Je ne vois pas et je ne veux pas trop chercher dans ma mémoire un moment ou une situation particulière que j’ai vécue comme un défi. Pour moi, le processus même de la création est un défi permanent, dans ce sens que je ne sais jamais, vraiment jamais, ce que je vais peindre quand je suis agenouillée devant une toile blanche ou, à table, devant le papier vierge d’aquarelle. Et, je me réjouis de ne pas savoir, de n’avoir aucune idée, aucune image déjà conçue… je laisse venir… je m’émerveille de ce qui se passe devant moi, à travers moi… et je suis toujours confiante dans ce processus et reconnaissante de pouvoir « participer » à cet acte qui me dépasse la plupart du temps.

4. Les critiques, quelles qu’elles soient, t’influencent-elles ou non ? Et dans quelle mesure ?

Je sais que ma création, ma peinture, est un être vivant qui a, quelque part, sa propre évolution, son propre développement, en grande partie indépendamment de ma propre volonté , et, comme chaque entité vivante, elle doit parcourir des étapes « naturelles ». Je ne peux rien forcer, je ne peux rien « anticiper ». Je me mets souvent au service de cet être, je suis le témoin et l’accompagnatrice de son évolution. Vu sous cet angle, je ne sais pas comment ce qu’on appelle « des critiques » (qui sont souvent des suggestions, des conseils, des possibles directions à suivre) pourraient influencer d’une manière visible le parcours de cet être vivant, qui est ma création. Au niveau de chaque technique il y a, bien sûr, toujours, énormément de choses à apprendre, surtout pour une autodidacte et un peintre amateur comme moi et là j’apprécie les critiques-conseils de ceux qui ont déjà parcouru les chemins tracés de la peinture « académique » mais, à part ça, je laisse ma peinture vivre sa vie et je m’émerveille de chaque pas qu’elle fait.

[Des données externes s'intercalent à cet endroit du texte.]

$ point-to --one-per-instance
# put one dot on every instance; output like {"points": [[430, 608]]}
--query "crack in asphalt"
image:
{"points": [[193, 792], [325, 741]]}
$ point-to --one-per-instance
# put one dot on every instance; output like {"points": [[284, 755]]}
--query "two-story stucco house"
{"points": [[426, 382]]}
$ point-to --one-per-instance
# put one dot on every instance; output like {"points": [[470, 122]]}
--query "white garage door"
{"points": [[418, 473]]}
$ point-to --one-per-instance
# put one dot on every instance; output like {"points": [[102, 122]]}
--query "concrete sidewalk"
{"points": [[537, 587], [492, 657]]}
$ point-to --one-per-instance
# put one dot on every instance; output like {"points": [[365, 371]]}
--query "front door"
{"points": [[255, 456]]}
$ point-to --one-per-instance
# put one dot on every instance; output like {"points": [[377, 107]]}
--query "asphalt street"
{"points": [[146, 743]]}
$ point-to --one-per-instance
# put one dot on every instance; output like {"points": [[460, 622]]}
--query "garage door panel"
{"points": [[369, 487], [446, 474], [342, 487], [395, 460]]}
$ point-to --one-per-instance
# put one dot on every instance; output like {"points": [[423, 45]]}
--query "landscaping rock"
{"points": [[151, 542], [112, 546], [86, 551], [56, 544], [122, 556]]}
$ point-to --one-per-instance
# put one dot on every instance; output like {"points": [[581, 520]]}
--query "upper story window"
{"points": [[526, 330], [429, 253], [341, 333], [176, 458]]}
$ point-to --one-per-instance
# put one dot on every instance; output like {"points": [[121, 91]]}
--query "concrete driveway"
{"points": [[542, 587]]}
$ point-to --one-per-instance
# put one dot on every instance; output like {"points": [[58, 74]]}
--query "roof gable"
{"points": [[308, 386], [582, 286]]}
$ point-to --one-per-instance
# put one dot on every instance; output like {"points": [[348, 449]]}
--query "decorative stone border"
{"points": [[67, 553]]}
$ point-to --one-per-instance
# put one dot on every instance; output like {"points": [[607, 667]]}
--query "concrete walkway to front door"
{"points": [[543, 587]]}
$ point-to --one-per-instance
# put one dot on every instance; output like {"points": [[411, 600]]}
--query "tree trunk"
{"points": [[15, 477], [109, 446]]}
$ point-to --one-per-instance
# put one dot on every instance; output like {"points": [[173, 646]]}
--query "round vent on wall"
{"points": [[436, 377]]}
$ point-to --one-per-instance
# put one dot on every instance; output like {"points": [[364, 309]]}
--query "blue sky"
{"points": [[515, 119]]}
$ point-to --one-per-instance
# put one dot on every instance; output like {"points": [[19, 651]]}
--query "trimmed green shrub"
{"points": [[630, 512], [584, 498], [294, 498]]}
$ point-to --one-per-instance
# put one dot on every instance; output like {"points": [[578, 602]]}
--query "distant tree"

5. Ce n’est pas très simple de bien gagner sa vie en tant qu’artiste. Quel serait le conseil, pour ton fils, si un jour il te disait : « je veux devenir peintre » ?

DO IT…si c’est en toi, ce n’est même plus une question d’option, c’est un besoin vital qu’il faut honorer, nourrir et manifester au Monde.

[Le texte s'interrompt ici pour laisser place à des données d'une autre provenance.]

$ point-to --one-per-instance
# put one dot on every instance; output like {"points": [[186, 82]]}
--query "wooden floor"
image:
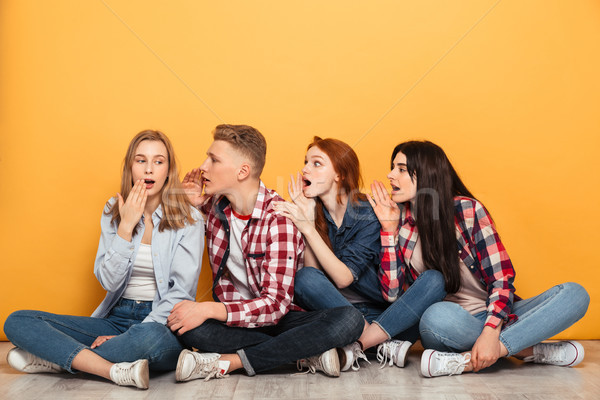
{"points": [[508, 379]]}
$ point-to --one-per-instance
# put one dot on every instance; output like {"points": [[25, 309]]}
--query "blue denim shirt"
{"points": [[176, 255], [357, 244]]}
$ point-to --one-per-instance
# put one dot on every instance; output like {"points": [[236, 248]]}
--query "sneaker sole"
{"points": [[180, 362], [15, 350], [344, 361], [400, 363], [578, 351], [331, 363], [145, 378], [425, 362]]}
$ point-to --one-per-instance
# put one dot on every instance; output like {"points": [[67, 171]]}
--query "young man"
{"points": [[254, 253]]}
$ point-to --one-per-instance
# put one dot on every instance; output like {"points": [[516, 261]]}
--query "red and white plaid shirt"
{"points": [[272, 248], [479, 247]]}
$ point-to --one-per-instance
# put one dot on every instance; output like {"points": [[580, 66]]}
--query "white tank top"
{"points": [[142, 284]]}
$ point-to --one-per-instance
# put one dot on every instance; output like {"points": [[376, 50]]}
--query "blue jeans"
{"points": [[296, 336], [447, 326], [59, 338], [400, 319]]}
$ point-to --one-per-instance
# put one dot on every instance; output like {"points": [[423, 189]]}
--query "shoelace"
{"points": [[313, 364], [358, 354], [210, 367], [550, 352], [455, 365], [124, 375], [43, 363], [387, 351]]}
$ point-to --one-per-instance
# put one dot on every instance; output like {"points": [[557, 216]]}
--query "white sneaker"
{"points": [[193, 365], [437, 363], [328, 363], [565, 354], [393, 350], [24, 361], [131, 374], [349, 356]]}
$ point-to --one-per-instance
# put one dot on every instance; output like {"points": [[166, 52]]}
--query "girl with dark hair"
{"points": [[433, 222], [341, 258], [148, 260]]}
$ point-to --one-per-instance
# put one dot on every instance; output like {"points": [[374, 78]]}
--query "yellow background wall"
{"points": [[510, 89]]}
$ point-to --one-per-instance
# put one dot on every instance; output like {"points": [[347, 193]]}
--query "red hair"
{"points": [[346, 165]]}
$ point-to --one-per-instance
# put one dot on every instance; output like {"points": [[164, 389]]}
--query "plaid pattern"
{"points": [[479, 247], [272, 248]]}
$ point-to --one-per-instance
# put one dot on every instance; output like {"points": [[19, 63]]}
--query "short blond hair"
{"points": [[248, 141]]}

6. Leonardo Da Vinci disait que “l’art n’est jamais terminé, mais seulement abandonné”. Combien de tableaux as-tu abandonné ou les as-tu laissés inachevés ? Il t’arrive parfois de te dire que tu aurais dû peindre différemment une toile ou que tu ne sois pas contente du résultat final ?

J’ai beaucoup d’aquarelles inachevées, ce que je trouve normal, car c’est une technique extrêmement exigeante, qui ne permet pas trop de corrections. Mais, comme chaque peinture, achevée ou inachevée, est un être qui m’a fait participer à sa vie pour un laps de temps, en mettant en mouvement des états d’âme, des besoins d’expression du moment, des mélanges des couleurs spécifiques, etc., je suis toujours contente, je n’ai jamais le goût d’un insuccès et je ne me sens jamais déçue par le résultat final, parce que pour moi, celui-ci compte moins. La peinture est un acte existentiel et pas un but en soi, pas la recherche d’une gratification par un résultat attendu, exigé, désiré.

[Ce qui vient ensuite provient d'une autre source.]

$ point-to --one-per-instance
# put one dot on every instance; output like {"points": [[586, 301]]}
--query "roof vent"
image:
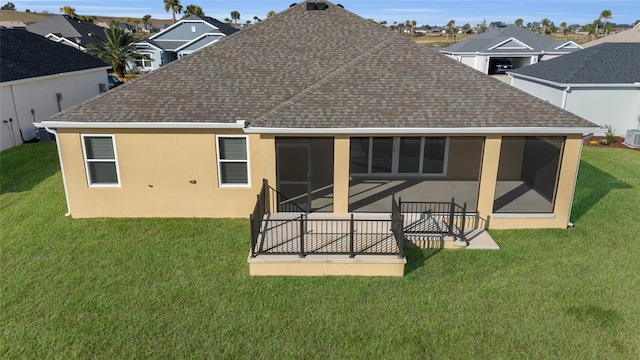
{"points": [[317, 6]]}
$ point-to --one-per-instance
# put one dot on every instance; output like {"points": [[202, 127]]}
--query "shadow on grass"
{"points": [[25, 166], [417, 257], [593, 185]]}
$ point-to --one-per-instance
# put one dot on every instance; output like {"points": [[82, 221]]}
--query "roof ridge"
{"points": [[325, 79]]}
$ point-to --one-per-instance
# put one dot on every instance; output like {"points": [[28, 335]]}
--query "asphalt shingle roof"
{"points": [[607, 63], [26, 55], [483, 42], [321, 69], [70, 28]]}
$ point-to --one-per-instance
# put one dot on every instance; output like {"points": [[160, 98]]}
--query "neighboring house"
{"points": [[600, 83], [316, 101], [510, 43], [629, 36], [182, 38], [33, 71], [69, 31]]}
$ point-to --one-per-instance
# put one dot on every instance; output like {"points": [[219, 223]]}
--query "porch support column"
{"points": [[341, 153], [489, 175]]}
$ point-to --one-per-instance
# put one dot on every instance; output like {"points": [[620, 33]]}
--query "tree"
{"points": [[235, 16], [69, 11], [451, 27], [146, 20], [606, 15], [545, 25], [192, 10], [9, 6], [118, 49], [173, 6]]}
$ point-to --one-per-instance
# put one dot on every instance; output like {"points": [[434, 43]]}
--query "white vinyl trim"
{"points": [[87, 161], [219, 161]]}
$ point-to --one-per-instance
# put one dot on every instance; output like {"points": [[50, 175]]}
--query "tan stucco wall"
{"points": [[155, 169]]}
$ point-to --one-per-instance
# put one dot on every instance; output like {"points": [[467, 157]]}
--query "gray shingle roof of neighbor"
{"points": [[485, 41], [25, 55], [224, 28], [321, 69], [70, 28], [608, 63]]}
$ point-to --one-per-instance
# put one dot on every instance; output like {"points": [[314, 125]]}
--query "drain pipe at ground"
{"points": [[64, 179]]}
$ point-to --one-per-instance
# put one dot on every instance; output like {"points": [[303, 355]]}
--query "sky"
{"points": [[425, 12]]}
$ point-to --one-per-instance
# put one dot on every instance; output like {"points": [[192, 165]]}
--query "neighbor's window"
{"points": [[233, 160], [398, 155], [100, 160]]}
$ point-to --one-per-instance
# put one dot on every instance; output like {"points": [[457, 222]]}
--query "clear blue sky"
{"points": [[431, 12]]}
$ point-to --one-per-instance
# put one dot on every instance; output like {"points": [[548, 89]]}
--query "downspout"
{"points": [[575, 180], [564, 97], [64, 178]]}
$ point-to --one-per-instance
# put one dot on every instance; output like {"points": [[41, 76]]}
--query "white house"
{"points": [[600, 84], [39, 78]]}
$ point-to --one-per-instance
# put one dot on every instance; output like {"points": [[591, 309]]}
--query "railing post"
{"points": [[253, 236], [302, 236], [451, 211], [464, 219], [351, 252]]}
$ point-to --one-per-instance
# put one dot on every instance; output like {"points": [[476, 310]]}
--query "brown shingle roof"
{"points": [[321, 69]]}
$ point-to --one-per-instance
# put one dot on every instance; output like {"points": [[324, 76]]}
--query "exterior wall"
{"points": [[39, 94], [155, 171], [545, 92], [183, 31], [619, 108]]}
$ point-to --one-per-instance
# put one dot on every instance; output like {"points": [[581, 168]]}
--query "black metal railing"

7. Une pensée pour tes élèves-artistes ?

 

J’aimerais être/devenir pour mes élèves ce que Jacques Salomé appelle « un enseignant de Vie » (Tu vois ? Comme on dit « mon prof de math », « mon prof de biologie » on pourrait dire « mon prof de VIE »). Respecter LA VIE,  connaître les lois naturelles de la Vie, avoir un regard aimant sur les choses, un regard qui accueil, qui caresse le Monde, qui reconnait et qui manifeste la Beauté. Mais, pour arriver à ça ils doivent apprendre à « ralentir », à calmer leur respiration, à aller à l’intérieur d’eux-mêmes, à se donner du temps, à laisser de l’espace à l’imagination, aux images qui surgissent des profondeurs. Ils doivent apprendre à ne pas vouloir à tout prix faire des « choses » mais, plutôt écouter leur intérieur qui est en perpétuel changement. Ainsi, leurs peintures seront l’expression authentique de leur propre musique intérieure.